This is what happens when conspiracy theories go mainstream

This is what happens when conspiracy theories go mainstream
Royalty-free stock photo ID: 1374972149 Suspicious, skeptic and confused man with binoculars. Conspiracy theory, paranoia, skepticism or suspicion concept. Curious or paranoid person looking out the window. Mistrustful and nervous guy.

Conspiracy theories can seem so absurd they’re almost funny: major politicians are actually 12-foot lizard people, the U.S. government was responsible for 9/11, the fluoride in our drinking water is there not to strengthen our teeth, but to control our minds. It’s easy to dismiss such ideas as nonsense.


Sometimes, however, theories escape the confines of online message boards and social media and turn dangerous, even fatal. No one laughed when a man named Edgar Welch drove from North Carolina to Washington, D.C., and fired shots at innocent people in a pizzeria because he was a “believer in Pizzagate,” a theory spread by people like right-wing radio show host Alex Jones that Hillary Clinton and her close advisers ran a pedophilia ring out of the pizzeria’s basement. There also was no laughter when James Alex Fields drove his car into a crowd at a 2017 white supremacist gathering in Charlottesville, Va., killing anti-racist protester Heather Heyer.

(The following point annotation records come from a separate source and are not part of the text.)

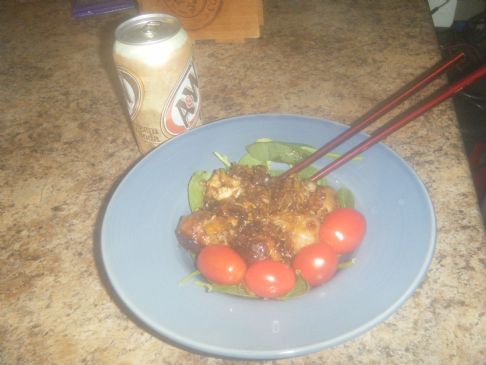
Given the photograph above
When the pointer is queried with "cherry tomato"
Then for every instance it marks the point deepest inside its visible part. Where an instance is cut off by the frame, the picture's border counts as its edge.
(317, 263)
(270, 279)
(221, 265)
(343, 229)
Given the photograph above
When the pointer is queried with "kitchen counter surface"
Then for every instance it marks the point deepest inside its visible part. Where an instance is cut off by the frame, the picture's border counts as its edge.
(65, 140)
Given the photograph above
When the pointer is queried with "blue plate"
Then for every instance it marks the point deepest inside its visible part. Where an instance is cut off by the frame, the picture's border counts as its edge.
(144, 263)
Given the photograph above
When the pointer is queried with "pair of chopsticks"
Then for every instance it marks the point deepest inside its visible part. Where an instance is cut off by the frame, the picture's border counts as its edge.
(396, 123)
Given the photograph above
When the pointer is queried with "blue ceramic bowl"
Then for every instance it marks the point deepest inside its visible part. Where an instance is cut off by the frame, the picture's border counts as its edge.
(144, 263)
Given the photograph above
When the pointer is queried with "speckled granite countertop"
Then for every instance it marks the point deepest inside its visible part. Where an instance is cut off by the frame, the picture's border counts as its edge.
(64, 142)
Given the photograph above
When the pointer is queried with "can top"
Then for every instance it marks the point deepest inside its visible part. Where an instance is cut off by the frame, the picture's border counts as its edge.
(147, 29)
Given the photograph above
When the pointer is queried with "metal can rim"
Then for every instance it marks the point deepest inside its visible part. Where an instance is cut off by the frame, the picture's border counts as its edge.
(130, 25)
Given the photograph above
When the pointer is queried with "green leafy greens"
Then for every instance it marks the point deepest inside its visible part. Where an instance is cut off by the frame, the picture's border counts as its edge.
(263, 152)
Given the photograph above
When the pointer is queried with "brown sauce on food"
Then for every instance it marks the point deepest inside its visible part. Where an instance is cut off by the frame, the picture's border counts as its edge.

As journalist Anna Merlan explains in her new book, “Republic of Lies: American Conspiracy Theorists and Their Surprising Rise to Power,” “While conspiracy theories are as old as the country itself, there is something new at work: people who peddle lies and half-truths have come to prominence, fame, and power as never before,” thanks to the Trump administration’s outward embrace of some of their biggest boosters.

As a reporter for Jezebel and Gizmodo, Merlan covered various conspiracy theories, including those held by white nationalists, UFO enthusiasts and anti-vaccine advocates. After one story, for which she attended a conspiracy-themed cruise aptly called “The Conspira-Sea,” Merlan writes, “I tried to forget about it. I had done a kooky trip on a boat, the kind of stunt journalism project every features writer loves, and it was over. Conspiracy theorists, after all, were a side show.”

Ater the 2016 elections, however, such theories went from cultural sideshow to political main event. People like Michael Flynn, who spread Pizzagate theories on social media, was briefly the national security advisor and had the ear of President Trump, for example.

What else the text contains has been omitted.